Велокар производил огромное впечатление на автомобилистов — мотора не видно, а автомобильчик тем не менее яро несется среди своих гигантских собратьев. Водители высовывались из окон, стараясь заглянуть внутрь машины, и град веселых замечаний сыпался на нас с Саввкой. Мы же поглядывали по сторонам, делая вид, что любуемся окружающим, Саввка даже обнял меня за плечи рукой, как будто мы были влюбленной парочкой, другой рукой он небрежно держался за руль, такой самый, как у автомобилей. Хорошо было бесшумно нестись по гладким асфальтированным аллеям Булонского леса, но адски чувствительная машина не переносила малейшего подъема, приходилось сейчас же со страшной силой нажимать на педали, пот каплями стекал с разгоряченного лица, искривленного усилием, люди на тротуаре начинали ехидно посмеиваться…
— Не одолжить ли вам бензину?
— Вы забыли включить мотор! — кричали шутники.
— Постойте, мы возьмем вас на буксир!
— Может быть, вам лучше впрячь лошадь?
Приходилось переключать скорость, но тогда зрелище становилось и вовсе комическим: велокар тащился у обочины тротуара, мы с тем же безразличным видом сидим на своих сиденьях — только на покрасневших от натуги лицах видны нечеловеческие усилия сохранить беспечную улыбку.
Вот мама и решила осуществить заветный замысел и отправиться к морю на велокаре! Начитавшись Нансена, в особенности той части его книги «Во мраке ночи и во льдах», где этот славный норвежец описывает свои приготовления к путешествию на Северный полюс на корабле «Фрам», что, как известно, означает «Вперед», мама подошла к проблеме питания со скрупулезно разработанной научной теорией о высококалорийных, питательных продуктах, не занимающих в то же время много места и не обладающих излишним весом, — каждый лишний грамм отягощал маневренные действия велокара и пагубно отражался на ножной мускулатуре путешественников. «Геркулес», особенное сушеное мясо, кажется тот самый пеммикан, которым питались полярные исследователи во времена Нансена и Пири, еще какие-то таинственные тюбики с концентрированным фруктовым соком, с рыбной и мясной пастами были искусно уложены в багажнике велокара.

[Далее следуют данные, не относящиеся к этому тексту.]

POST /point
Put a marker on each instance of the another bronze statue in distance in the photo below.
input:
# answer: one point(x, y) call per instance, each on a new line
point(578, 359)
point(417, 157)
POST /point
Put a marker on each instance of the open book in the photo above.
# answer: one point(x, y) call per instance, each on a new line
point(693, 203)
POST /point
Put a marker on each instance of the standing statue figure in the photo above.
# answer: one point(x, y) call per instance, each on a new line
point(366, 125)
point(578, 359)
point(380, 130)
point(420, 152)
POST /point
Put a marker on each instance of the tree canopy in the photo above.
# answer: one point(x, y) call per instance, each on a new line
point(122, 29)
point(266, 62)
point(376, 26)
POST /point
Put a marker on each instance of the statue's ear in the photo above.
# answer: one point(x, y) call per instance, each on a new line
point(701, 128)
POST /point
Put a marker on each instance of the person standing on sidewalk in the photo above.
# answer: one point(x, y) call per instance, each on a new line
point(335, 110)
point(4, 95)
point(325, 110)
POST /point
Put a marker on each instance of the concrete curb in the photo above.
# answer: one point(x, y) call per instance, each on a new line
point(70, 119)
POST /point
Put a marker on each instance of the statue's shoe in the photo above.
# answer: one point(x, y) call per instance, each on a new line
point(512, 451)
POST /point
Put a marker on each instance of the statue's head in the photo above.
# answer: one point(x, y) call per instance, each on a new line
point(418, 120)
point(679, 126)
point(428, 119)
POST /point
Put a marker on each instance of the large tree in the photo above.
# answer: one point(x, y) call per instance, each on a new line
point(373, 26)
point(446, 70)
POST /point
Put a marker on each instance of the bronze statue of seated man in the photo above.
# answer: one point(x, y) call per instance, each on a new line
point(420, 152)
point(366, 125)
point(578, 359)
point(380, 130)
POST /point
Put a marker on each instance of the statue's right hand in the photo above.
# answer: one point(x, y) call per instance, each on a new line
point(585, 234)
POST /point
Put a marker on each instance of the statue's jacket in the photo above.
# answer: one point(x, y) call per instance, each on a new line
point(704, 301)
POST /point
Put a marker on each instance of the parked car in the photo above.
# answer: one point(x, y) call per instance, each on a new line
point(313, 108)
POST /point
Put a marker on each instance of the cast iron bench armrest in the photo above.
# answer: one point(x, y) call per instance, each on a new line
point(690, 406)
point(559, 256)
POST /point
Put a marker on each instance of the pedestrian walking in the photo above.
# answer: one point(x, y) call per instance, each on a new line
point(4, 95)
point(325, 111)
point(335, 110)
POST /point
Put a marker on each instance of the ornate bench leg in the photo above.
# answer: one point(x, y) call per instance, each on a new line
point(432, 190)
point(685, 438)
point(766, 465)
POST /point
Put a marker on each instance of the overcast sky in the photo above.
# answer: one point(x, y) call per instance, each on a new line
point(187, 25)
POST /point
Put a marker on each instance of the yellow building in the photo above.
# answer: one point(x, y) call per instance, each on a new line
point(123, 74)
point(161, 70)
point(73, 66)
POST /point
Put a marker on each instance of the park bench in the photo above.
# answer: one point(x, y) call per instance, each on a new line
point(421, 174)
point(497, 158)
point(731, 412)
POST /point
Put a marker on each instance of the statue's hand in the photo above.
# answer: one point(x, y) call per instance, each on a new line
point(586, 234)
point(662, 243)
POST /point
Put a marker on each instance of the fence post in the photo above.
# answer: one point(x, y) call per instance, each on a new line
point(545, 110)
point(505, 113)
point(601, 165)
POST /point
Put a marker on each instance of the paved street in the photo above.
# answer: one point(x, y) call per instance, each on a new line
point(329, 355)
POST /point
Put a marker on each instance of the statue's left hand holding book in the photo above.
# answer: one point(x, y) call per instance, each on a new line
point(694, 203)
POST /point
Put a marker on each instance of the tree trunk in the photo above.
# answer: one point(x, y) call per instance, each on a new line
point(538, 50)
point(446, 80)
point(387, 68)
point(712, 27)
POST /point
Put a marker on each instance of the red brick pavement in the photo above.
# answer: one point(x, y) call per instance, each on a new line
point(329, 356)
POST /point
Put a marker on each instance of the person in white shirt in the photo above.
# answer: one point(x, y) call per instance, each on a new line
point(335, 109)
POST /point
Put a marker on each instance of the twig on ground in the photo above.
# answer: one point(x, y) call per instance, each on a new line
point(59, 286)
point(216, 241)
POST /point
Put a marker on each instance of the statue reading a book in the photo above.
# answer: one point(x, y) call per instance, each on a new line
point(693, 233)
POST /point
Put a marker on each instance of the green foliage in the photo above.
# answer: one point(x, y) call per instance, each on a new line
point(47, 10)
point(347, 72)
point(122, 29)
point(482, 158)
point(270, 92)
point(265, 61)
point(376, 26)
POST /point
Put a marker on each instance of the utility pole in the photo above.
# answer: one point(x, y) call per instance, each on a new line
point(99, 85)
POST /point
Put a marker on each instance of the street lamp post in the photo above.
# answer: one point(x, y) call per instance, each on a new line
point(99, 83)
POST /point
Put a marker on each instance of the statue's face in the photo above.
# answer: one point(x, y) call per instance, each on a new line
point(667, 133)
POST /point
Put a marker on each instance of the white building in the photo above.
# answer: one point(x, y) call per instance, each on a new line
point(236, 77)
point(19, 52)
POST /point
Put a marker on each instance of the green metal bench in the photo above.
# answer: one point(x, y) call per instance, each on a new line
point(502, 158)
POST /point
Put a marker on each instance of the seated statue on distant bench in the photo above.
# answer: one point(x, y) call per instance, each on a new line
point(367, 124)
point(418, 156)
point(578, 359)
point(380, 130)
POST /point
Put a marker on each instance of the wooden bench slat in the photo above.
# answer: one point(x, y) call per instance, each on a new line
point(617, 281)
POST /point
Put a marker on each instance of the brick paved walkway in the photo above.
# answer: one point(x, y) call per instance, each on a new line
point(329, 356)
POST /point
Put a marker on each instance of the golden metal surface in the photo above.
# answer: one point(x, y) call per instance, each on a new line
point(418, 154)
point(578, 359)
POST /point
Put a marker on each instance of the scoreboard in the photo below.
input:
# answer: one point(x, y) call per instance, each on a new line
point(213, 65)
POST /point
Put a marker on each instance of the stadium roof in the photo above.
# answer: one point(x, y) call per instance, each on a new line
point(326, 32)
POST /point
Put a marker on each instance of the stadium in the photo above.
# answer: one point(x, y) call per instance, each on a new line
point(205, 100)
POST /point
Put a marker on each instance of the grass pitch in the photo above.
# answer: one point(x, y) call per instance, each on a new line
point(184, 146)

Там же поместился новенький примус, бутылка с денатуратом для его разжигания, маленькая сковородка. Были взяты два одеяла верблюжьей шерсти, две маленькие надувные подушки… Из всего этого получился, однако, такой здоровенный тюк, что он не влез уже в багажник, так и оставшийся приоткрытым и задрапированный куском брезента; брезент должен был предохранять от дождя и ночной росы.
В урочное время тяжело нагруженный голубенький велокар стоял у ворот нашей виллы, и мама отдавала последние приказания оставшимся. Тин довольно кисло смотрел на машину: велосипедные передачи велокара действовали раздельно — и один из путешественников, чаще, конечно, мама, мог отдыхать, в то время как другой…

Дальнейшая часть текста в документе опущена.